Expensive smartphones

It’s not the screen on your next smartphone that you need to worry about breaking. It’s the bank when you come to buy it outright. So what’s the cheapest way of enjoying the latest handheld tech?

Last week, the CEO of Dixons Carphone, Sebastian James, warned that it would see a sales slump this year, citing more expensive smartphones as a cause. It seems that people are holding onto their smartphones for longer, extending the two-year upgrade cycle we’ve all grown accustomed to.

Even as someone whose job involves writing about smartphones every day, I’m still in a state of permanent shock about just how expensive some mobiles are.

Last week, Samsung announced the launch of the Galaxy Note 8 to the world. The new model will cost a jaw-dropping £869 to buy outright. Sure, it comes with a suite of impressive-sounding features, but is it really worth that much money?

Like most people, I love to go on holiday. For my fairly humble tastes, £869 could more than easily cover a week-long jaunt abroad. However, I’m in my mid-twenties, which means I can spend many happy (if unsociable) hours of an evening on my smartphone, and I like to have the latest tech where possible. These two truths make it tricky for me to answer my own question.

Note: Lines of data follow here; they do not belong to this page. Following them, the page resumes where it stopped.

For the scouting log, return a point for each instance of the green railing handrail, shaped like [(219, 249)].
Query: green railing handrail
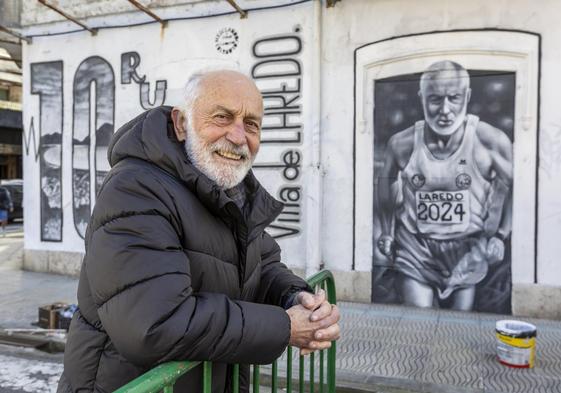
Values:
[(164, 376)]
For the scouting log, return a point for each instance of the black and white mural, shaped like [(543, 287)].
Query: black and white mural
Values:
[(94, 112), (46, 81), (111, 78), (443, 177)]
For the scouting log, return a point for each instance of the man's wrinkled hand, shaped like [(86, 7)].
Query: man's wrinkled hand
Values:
[(326, 315), (495, 250), (302, 329)]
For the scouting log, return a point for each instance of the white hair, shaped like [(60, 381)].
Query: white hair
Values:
[(192, 88)]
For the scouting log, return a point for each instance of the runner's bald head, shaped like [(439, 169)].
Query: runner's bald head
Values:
[(443, 72)]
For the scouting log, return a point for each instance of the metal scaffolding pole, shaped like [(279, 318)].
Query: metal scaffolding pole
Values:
[(243, 14), (14, 34), (70, 18), (148, 11)]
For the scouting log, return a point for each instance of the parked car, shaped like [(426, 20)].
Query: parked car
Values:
[(15, 190)]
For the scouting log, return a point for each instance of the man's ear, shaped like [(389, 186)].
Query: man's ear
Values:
[(179, 124)]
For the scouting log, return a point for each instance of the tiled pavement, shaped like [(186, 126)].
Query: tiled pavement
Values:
[(382, 349)]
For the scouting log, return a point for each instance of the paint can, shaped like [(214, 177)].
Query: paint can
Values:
[(516, 343)]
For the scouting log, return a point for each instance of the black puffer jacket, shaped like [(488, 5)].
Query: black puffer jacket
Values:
[(173, 271)]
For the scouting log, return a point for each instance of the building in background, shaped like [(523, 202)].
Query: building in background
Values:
[(338, 79), (10, 94)]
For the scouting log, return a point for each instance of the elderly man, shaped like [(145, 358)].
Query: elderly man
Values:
[(453, 208), (178, 265)]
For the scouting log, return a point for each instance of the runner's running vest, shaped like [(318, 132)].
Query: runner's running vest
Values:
[(444, 198)]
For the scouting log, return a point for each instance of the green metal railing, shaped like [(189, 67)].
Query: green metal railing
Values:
[(163, 377)]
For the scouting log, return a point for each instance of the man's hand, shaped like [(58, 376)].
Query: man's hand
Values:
[(495, 250), (385, 245), (326, 315), (302, 329)]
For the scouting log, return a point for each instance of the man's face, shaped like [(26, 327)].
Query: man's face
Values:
[(224, 132), (445, 100)]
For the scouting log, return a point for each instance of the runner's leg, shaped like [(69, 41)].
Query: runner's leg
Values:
[(415, 293)]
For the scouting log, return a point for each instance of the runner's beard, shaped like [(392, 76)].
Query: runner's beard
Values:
[(204, 157), (446, 130)]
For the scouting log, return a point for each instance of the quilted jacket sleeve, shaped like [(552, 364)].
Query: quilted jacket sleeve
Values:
[(278, 283), (140, 279)]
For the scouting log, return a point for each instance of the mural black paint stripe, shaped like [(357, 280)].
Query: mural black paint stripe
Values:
[(97, 71), (46, 81), (538, 122)]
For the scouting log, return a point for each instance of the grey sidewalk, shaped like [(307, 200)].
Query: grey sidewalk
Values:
[(383, 348)]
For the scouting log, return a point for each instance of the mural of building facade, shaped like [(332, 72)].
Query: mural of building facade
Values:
[(416, 160)]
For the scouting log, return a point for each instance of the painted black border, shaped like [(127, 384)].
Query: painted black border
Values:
[(172, 19), (39, 152), (538, 121)]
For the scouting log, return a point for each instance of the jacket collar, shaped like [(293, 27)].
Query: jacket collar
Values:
[(151, 137)]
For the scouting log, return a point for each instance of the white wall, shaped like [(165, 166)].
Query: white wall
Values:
[(330, 37)]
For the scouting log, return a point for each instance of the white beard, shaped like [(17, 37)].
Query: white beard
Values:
[(448, 130), (204, 158)]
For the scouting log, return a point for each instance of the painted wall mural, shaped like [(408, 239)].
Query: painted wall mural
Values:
[(278, 73), (46, 81), (443, 176), (94, 76), (112, 77)]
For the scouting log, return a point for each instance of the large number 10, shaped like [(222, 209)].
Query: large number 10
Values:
[(93, 110)]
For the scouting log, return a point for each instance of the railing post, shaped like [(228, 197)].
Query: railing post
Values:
[(207, 377)]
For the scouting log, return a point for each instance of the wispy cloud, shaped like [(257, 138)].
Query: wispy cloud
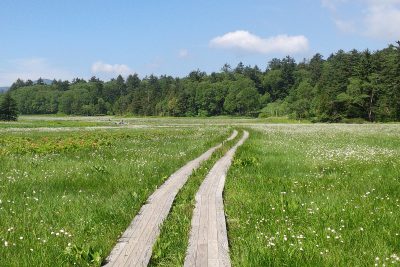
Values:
[(32, 69), (248, 42), (183, 53), (382, 19), (378, 19), (100, 67)]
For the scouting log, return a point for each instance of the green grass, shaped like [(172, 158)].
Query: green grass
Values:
[(170, 248), (51, 121), (65, 197), (315, 195)]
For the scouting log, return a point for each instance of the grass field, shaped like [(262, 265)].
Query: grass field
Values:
[(316, 195), (295, 195), (170, 248), (65, 197)]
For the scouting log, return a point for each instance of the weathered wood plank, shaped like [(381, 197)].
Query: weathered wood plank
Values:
[(208, 243), (135, 245)]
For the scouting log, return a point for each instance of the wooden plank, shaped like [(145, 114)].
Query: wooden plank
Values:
[(208, 243), (136, 243)]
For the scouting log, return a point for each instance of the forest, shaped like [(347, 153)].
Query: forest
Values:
[(346, 86)]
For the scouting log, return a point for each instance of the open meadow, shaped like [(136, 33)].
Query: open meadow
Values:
[(295, 195), (316, 195), (65, 197)]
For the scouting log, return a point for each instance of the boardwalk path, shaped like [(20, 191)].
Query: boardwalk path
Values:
[(208, 245), (135, 246)]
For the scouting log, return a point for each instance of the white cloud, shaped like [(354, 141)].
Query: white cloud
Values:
[(32, 69), (345, 25), (248, 42), (116, 69), (378, 19), (382, 19), (183, 53)]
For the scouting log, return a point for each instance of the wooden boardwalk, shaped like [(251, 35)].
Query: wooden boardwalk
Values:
[(134, 248), (208, 245)]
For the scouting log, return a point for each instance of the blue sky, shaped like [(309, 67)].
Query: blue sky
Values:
[(67, 39)]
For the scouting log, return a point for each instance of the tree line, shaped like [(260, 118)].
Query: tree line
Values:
[(347, 85)]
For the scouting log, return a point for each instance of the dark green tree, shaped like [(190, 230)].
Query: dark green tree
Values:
[(8, 108)]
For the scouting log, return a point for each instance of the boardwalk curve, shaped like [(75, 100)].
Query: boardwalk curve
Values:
[(208, 244), (135, 245)]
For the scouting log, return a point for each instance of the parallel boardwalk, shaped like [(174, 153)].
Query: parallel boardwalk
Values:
[(135, 246), (208, 245)]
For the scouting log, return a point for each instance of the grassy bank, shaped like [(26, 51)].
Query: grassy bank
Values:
[(170, 248), (66, 197), (316, 195)]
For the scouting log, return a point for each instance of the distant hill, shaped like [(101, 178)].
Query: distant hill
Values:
[(3, 89), (46, 81)]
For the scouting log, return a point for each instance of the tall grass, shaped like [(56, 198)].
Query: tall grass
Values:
[(316, 195), (66, 197)]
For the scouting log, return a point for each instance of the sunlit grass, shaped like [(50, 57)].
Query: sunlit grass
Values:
[(316, 195), (65, 197), (170, 248)]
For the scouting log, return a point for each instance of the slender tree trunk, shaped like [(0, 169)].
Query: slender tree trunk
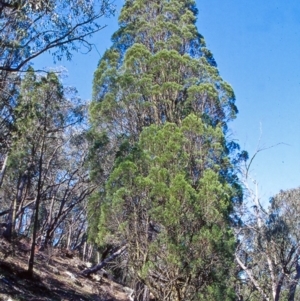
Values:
[(36, 215), (293, 286), (3, 169)]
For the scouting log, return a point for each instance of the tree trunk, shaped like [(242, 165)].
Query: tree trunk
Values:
[(293, 286), (3, 169)]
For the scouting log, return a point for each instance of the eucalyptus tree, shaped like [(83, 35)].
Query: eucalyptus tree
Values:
[(159, 154), (30, 28), (269, 248), (46, 172)]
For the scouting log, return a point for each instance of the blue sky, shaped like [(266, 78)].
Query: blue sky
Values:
[(256, 45)]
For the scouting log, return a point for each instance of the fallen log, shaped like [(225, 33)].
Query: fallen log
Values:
[(103, 263)]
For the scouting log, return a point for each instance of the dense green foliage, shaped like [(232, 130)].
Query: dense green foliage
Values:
[(166, 183)]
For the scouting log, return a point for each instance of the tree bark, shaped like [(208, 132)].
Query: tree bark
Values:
[(102, 264), (293, 286)]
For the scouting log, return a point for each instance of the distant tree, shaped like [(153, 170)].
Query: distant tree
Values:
[(160, 157), (30, 28), (46, 171), (268, 251)]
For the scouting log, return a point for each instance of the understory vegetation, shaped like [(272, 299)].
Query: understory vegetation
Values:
[(145, 180)]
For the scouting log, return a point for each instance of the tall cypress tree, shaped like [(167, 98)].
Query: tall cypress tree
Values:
[(159, 154)]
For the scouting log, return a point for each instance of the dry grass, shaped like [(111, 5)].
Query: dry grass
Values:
[(55, 279)]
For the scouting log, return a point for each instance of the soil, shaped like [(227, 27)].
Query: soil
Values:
[(56, 278)]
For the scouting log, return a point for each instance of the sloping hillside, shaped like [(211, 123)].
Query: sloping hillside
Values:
[(56, 278)]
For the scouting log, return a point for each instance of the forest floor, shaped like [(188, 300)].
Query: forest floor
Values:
[(56, 278)]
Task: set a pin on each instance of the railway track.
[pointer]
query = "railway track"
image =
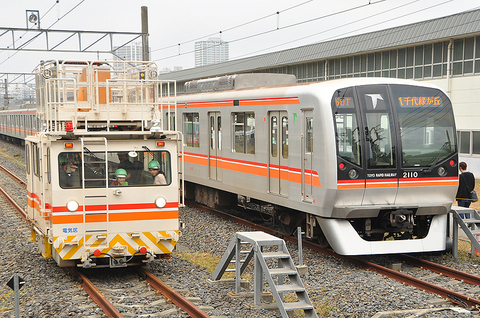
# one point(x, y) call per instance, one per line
point(458, 298)
point(135, 303)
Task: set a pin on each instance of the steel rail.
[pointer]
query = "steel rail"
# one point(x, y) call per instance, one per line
point(441, 269)
point(174, 296)
point(19, 210)
point(108, 309)
point(455, 297)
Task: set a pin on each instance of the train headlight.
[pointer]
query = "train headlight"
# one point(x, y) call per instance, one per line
point(442, 171)
point(353, 174)
point(160, 202)
point(72, 206)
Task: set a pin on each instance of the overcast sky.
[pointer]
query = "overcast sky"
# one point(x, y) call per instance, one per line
point(251, 27)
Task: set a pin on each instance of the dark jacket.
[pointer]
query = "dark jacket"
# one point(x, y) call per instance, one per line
point(466, 183)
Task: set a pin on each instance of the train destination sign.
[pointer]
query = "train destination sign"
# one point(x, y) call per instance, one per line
point(410, 101)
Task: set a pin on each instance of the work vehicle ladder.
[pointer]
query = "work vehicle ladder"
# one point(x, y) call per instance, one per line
point(471, 227)
point(98, 174)
point(266, 249)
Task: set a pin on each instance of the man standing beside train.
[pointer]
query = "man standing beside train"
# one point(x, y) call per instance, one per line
point(466, 183)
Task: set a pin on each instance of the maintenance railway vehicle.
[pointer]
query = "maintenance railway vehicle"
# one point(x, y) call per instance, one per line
point(94, 119)
point(366, 165)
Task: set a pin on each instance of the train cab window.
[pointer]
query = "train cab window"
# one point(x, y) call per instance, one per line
point(309, 135)
point(273, 136)
point(169, 120)
point(244, 132)
point(144, 168)
point(426, 125)
point(378, 126)
point(347, 131)
point(191, 129)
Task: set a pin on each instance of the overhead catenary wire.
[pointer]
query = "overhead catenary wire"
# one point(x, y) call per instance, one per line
point(232, 28)
point(35, 37)
point(394, 42)
point(282, 28)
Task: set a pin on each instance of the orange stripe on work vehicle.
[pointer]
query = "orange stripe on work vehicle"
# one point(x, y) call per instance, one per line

Is it cheaper to go down the contract road?

A lot of people take out contracts with their smartphone, myself included. This means you don’t have to pay for the phone outright – rather you pay for the handset and a package of allowances for texts, minutes and data use over 24 months.

By opting for a contract, you avoid the initial heavy hit to your bank balance that buying outright incurs. For me, smaller monthly payments seem much more manageable than forking out hundreds of pounds.

But if I had my sensible hat on, I’d buy a phone outright and take out a Sim-only deal. It often works out cheaper over time. That said, some contracts do offer good value for money – so it’s worth getting out your calculator and working out the best option for you, to make sure you’re not paying much more than you need to.

Do you need to spend loads on a smartphone?

The simple answer is: no. You can spend less than £50 on a smartphone, if budget is your only consideration.

But you don’t want to be lumbered with a phone that makes you feel frustrated every time you use it. Fortunately, there are some brilliant cheap mobile phones out there with brilliant battery life and good cameras.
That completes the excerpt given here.